Mas os comportamentos suicidas vão muito além do acto consumado. É o caso do para-suicídio. De acordo com a OMS este é um ato de consequências não fatais no qual o indivíduo tem intencionalmente um comportamento que lhe causará dano, se não houver intervenção de outrem, ou deliberadamente ingere uma substância em excesso face à habitual prescrição ou uso terapêutico reconhecido. De acordo com a Sociedade Portuguesa de Suicidologia, são sobretudo as mulheres jovens que adotam este tipo de comportamento, que por norma está associado a perturbações emocionais.
Estamos perante ações que têm a peculiaridade de o indivíduo deixar pistas ou tomar precauções para que o ato não resulte na própria morte, como seja tomar os medicamentos em excesso numa altura em que conta com a chegada de um familiar a tempo de o poder transportar ao hospital. Mas a verdade é que muitas vezes a ajuda que se esperava que chegasse não chega, e aquilo que era para ser um grito de desespero, acaba por se transformar mesmo num suicídio.

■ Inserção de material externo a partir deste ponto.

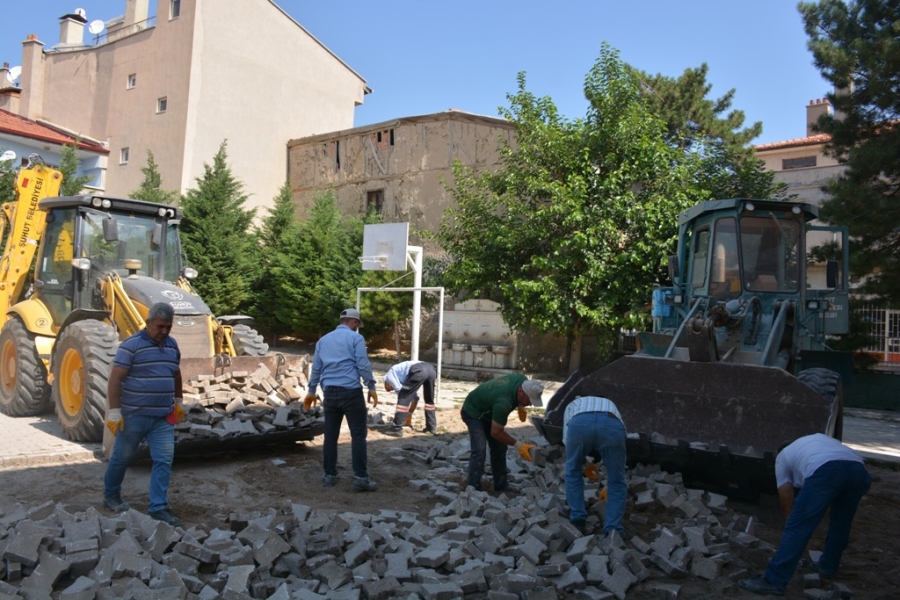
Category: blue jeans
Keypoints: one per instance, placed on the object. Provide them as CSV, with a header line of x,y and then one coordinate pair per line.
x,y
839,485
340,403
160,437
602,433
480,437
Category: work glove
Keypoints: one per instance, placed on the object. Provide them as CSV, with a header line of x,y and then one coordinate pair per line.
x,y
178,410
523,414
114,421
591,471
524,450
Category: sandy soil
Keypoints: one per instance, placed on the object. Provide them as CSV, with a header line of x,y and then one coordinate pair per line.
x,y
206,490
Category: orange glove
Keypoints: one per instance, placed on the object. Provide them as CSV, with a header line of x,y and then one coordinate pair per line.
x,y
523,414
114,421
524,450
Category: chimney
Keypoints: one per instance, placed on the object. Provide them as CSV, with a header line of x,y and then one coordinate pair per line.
x,y
71,30
816,108
136,11
31,101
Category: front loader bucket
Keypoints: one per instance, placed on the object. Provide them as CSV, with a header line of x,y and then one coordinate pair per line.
x,y
719,424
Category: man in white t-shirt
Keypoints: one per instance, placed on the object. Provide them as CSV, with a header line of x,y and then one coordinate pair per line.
x,y
829,476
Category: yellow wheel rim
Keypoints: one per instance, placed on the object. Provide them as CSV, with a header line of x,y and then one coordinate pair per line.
x,y
71,382
8,368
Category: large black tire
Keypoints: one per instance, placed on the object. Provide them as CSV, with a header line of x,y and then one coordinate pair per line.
x,y
829,385
81,364
24,391
248,342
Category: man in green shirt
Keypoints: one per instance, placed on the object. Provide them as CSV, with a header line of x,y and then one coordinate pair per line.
x,y
485,413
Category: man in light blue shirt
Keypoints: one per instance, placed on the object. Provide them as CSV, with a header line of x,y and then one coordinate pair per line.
x,y
340,361
406,378
593,425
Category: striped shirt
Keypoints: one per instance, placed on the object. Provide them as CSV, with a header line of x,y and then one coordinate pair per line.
x,y
149,387
588,404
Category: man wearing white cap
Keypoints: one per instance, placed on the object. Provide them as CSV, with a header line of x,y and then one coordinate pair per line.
x,y
485,413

Diferente disto é a tentativa de suicídio: neste caso, apesar de o objetivo visar a sua própria morte, por alguma razão o plano não corre como previsto e o objetivo do indivíduo não é alcançado.
Como explica Diogo Frasquilho Guerreiro, psiquiatra e vice-presidente do Núcleo de Estudos do Suicídio (NES), estamos em todas estas situações perante comportamentos auto-lesivos, ou seja, situações nas quais não havendo um resultado fatal, “o indivíduo se magoa ou faz lesões a si próprio, deliberadamente, por exemplo através de sobredosagens, cortando-se, queimando-se, batendo-se ou ingerindo substâncias não comestíveis) que podem ser feitas com várias intenções”, explica.

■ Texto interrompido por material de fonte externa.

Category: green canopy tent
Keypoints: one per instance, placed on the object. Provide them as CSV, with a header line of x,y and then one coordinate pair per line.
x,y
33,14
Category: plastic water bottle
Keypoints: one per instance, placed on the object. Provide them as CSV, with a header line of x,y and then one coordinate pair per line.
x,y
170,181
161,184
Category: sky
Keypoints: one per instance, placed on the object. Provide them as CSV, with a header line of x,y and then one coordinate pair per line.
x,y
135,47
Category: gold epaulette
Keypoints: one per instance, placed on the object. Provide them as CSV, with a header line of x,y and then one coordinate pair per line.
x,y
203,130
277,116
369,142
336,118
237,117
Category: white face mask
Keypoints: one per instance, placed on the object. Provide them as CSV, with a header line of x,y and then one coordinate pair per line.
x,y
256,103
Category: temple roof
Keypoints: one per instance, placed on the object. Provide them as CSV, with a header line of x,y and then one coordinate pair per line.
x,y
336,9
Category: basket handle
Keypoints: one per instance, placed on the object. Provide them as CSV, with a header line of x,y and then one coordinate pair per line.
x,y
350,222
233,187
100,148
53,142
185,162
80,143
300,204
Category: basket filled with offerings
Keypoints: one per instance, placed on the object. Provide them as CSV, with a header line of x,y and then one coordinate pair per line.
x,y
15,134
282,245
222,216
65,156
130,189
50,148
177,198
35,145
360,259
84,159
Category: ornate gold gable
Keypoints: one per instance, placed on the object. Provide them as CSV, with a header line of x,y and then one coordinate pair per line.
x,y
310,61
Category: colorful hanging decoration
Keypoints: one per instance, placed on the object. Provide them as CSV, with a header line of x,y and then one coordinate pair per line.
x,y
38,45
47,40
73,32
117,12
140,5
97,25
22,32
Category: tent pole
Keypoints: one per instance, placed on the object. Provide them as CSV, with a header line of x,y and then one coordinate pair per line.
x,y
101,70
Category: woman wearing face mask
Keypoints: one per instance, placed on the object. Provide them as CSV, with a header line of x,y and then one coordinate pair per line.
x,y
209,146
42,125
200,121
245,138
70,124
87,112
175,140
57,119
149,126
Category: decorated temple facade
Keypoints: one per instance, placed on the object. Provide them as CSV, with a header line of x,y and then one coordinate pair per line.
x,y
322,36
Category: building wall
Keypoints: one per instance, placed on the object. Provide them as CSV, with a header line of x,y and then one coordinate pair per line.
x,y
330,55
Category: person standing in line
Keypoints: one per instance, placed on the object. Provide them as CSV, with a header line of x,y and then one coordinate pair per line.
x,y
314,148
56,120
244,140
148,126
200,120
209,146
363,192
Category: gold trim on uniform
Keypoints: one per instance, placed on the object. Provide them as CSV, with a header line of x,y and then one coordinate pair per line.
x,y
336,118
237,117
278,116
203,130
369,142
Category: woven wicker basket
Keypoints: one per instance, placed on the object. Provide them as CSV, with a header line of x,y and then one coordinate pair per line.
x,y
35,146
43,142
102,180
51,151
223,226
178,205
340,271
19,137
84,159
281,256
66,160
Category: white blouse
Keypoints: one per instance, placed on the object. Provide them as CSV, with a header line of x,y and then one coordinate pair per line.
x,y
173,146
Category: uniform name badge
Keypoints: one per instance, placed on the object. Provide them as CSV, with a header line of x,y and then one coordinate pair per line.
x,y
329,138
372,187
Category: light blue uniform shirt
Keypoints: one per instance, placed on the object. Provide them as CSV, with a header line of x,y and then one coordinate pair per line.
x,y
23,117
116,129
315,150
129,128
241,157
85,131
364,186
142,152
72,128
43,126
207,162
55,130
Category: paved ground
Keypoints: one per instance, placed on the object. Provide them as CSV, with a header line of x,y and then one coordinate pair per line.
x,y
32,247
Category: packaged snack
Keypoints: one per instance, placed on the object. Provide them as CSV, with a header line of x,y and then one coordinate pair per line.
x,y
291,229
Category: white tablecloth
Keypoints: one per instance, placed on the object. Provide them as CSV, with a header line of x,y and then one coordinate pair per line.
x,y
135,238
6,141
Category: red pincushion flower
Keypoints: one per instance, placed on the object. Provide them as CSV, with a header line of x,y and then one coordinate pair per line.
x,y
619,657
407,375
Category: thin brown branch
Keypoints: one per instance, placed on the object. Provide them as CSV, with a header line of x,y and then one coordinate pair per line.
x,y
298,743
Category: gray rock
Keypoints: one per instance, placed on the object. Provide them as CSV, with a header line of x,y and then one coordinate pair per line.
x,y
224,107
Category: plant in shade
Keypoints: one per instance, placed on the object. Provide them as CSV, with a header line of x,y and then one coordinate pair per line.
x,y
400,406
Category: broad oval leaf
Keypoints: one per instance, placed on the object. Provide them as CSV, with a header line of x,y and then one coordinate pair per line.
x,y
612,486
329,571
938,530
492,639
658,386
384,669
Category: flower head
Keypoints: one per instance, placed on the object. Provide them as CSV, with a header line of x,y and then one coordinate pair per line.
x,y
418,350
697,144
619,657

Quando a intenção é a morte fala-se de tentativa de suicídio, mas nem sempre é esse o caso: os comportamentos de jovens que se cortam no corpo deliberadamente não estão por norma relacionados com uma intenção de morrer, estando antes associados a situações de fúria ou ansiedade nas quais o indivíduo se magoa de forma a apaziguar o sofrimento que sente.
Como nos conta Diogo Guerreiro, o estudo “Comportamentos auto-lesivos em adolescentes de Lisboa” da Faculdade de Medicina da Universidade de Lisboa revelou que cerca de 7% dos adolescentes (entre o 8º e o 12º ano) apresentaram pelo menos um comportamento auto-lesivo e cerca de metade o faz repetidamente. No entanto, destes 7%, só 2 em cada 5 referem ter tido períodos em que queriam decididamente morrer quando realizavam estes comportamentos. No entanto, é preciso não esquecer que, mesmo sem intenção de morrer, os comportamentos auto-lesivos podem levar à morte ‘acidental’.

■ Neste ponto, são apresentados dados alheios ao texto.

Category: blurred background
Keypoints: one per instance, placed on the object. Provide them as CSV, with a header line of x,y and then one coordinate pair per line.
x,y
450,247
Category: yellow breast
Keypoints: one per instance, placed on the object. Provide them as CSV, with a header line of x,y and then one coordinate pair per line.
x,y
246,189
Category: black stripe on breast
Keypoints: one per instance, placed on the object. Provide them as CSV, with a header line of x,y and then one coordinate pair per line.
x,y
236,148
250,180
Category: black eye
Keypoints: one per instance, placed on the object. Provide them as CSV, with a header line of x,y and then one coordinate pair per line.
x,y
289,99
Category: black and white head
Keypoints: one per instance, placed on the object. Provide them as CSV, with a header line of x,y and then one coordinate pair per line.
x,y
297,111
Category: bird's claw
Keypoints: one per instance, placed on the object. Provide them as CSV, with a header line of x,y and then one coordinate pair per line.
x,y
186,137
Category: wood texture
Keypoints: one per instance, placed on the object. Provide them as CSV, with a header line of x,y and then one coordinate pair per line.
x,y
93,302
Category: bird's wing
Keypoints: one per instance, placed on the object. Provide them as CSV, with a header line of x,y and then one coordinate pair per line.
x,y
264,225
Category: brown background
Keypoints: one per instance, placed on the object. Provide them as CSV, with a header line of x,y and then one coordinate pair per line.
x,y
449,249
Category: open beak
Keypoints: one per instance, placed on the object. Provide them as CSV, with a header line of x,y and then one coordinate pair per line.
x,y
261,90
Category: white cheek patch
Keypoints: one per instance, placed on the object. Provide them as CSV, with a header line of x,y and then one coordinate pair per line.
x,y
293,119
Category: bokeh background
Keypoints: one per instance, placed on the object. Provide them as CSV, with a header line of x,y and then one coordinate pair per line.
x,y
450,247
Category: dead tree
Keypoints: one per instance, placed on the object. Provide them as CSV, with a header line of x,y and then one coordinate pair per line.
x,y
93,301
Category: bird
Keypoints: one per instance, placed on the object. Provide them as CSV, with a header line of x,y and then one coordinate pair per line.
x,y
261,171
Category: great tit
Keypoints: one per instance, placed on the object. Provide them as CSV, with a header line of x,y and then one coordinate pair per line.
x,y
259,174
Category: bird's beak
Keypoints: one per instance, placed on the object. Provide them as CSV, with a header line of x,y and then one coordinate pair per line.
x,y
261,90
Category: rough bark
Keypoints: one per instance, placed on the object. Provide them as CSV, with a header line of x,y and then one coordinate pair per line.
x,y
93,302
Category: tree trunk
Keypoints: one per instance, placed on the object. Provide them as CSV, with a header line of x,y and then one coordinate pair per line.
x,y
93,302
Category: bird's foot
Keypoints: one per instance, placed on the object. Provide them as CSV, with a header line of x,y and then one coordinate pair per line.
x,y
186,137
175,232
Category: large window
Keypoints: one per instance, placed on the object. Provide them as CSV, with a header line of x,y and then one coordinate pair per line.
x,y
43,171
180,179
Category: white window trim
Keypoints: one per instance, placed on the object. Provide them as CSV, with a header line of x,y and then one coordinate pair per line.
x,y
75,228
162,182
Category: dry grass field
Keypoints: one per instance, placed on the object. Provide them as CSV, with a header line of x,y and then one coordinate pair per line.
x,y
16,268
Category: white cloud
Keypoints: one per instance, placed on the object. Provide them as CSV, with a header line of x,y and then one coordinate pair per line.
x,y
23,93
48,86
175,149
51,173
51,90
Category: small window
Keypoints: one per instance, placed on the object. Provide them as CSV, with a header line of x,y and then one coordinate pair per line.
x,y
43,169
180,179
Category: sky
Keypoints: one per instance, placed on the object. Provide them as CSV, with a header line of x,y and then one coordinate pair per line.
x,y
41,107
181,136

Por fim, a OMS refere ainda a própria ideação suicida, ou seja,todos os pensamentos, desejos, atitudes ou planos que o indivíduo tenha para se matar, ainda que em termos concretos e palpáveis nada tenha feito ainda. De acordo com vários autores, este comportamento aumenta com a idade cronológica, principalmente depois da puberdade.
É uma situação que deve ser valorizada por pais e profissionais de saúde e à qual devem estar especialmente atentos quando se aproxima a adolescência.